Cianci is represented by John Mancini and Michael A. Kelly, two prominent Providence lawyers.
- In-Depth: Providence Mayoral Race
- Jorge Elorza: Candidate profile | On Newsmakers
- Daniel Harrop: Candidate profile | On Newsmakers
- Buddy Cianci: Candidate profile | On Newsmakers
Mancini and Kelly also claim York failed to file a notice of formation with the Board of Elections and has failed to report any contributions or expenditures with the state. While candidates, political parties and political action committees are required to file notices of formation with the state, independent expenditure groups are not required to submit the same paperwork. They are required to report their expenditures with the Board of Elections.
A 30-second ad from Priorities PVD that pulls quotes from Cianci’s memoir and warns “Providence just can’t afford Buddy Cianci” appeared online Oct. 17. The commercial was expected to begin airing on cable television Wednesday.
Cianci’s lawyers want York’s group to cease and desist from airing the commercial. They have also asked the Board of Elections to allow them to subpoena York for all financial records related to the ad.
Reached Wednesday, York acknowledged that she was a day late in filing her expenditure with the Board of Elections, but said Priorities PVD is a federal super PAC that is not required to file a notice of formation.
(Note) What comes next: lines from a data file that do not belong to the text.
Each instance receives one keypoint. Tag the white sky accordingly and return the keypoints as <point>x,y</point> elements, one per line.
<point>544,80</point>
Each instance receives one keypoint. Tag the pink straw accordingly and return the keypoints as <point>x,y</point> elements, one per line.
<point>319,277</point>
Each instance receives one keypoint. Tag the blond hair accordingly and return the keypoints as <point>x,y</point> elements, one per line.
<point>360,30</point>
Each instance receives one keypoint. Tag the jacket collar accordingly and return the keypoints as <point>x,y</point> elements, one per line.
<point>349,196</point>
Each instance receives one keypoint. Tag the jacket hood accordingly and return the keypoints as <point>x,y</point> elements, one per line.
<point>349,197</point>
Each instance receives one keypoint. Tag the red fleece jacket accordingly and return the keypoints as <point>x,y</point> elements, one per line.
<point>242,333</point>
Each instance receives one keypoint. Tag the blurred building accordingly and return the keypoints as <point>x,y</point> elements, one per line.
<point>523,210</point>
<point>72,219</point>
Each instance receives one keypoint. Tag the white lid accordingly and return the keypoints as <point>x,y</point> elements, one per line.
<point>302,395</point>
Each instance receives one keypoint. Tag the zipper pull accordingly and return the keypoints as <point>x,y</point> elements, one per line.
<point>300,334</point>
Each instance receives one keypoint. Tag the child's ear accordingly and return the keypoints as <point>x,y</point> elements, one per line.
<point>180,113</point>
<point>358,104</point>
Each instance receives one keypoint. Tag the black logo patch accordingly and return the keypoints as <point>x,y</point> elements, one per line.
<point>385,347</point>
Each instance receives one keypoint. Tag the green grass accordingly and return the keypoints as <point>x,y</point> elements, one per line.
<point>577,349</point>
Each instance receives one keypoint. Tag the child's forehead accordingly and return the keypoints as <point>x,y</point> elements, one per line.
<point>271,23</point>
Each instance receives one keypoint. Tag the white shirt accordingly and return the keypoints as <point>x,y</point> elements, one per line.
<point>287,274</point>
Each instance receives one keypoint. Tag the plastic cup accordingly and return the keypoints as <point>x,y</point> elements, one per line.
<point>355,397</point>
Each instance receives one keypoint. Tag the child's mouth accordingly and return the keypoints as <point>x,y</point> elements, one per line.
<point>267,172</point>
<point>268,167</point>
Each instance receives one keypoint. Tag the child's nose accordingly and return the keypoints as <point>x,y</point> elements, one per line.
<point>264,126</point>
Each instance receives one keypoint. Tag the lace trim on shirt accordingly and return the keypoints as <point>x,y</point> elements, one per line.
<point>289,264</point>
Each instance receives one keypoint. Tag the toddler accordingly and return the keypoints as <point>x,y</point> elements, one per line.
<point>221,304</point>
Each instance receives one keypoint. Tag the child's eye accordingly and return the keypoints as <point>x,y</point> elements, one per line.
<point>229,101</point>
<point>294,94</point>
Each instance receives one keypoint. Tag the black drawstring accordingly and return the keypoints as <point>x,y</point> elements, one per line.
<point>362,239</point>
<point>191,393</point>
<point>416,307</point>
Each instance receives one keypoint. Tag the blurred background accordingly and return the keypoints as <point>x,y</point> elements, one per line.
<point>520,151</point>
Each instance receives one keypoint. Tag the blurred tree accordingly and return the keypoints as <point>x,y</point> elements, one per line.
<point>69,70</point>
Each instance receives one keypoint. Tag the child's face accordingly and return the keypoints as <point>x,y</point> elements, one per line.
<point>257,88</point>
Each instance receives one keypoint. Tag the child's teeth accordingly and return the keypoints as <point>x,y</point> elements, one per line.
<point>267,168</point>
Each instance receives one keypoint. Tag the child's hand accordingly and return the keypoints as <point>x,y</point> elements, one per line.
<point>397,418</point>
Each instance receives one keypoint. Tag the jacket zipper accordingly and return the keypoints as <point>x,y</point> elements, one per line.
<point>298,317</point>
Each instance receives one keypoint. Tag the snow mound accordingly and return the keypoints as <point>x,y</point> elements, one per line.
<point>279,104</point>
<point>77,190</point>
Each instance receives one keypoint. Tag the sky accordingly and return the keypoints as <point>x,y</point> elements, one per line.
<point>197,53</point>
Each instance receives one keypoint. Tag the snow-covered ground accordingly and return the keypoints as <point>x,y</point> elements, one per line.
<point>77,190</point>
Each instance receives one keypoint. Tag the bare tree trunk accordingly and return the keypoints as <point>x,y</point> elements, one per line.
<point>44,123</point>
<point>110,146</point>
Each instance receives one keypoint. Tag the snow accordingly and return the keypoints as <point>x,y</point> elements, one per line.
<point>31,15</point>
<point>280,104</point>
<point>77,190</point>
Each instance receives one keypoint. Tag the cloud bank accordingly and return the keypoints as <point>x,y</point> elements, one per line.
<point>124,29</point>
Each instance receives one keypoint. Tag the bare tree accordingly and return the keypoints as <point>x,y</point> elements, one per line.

She said the complaint is “without merit.”
“Nowhere does he talk about the substance of the ad, because it’s true and it uses his own words,” she said.
Following a press conference Wednesday, Elorza said he has not coordinated with York. He called Cianci’s complaint a “distraction.”
“These are distractions,” Elorza said. “These are the games they’re playing with their politics.”
York previously served as co-chair of Democratic mayoral candidate Brett Smiley’s campaign, but she stepped away from her role in July to “focus my attention on efforts to highlight what’s at stake for Providence in this coming election.” It was widely believed that she was planning to start an independent expenditure group to target Cianci.
York, who chairs the city’s Zoning Board, decided to support Elorza after Smiley dropped out of the race in August. She contributed $1,000 to Elorza’s campaign and attended his primary night victory party. She has no formal role with the Elorza campaign.
Outside spending has been limited in the mayor’s race, but that is expected to change in the final two weeks of the campaign. School reform group 50CAN received a $25,000 contribution from a charter school advocate to support Elorza’s campaign last week.
A group formed by former mayoral candidate Lorne Adrain that sought to target Cianci fizzled without ever running an ad. The city firefighters’ union spent nearly $5,000 on a mail piece attacking Elorza earlier this month. A city resident reported spending $600 to record a song urging voters to reject Cianci.
Filings with the state Board of Elections show Cianci had $301,539 cash on hand as of Oct. 6, compared with Elorza’s $160,195 and Harrop’s $90,058.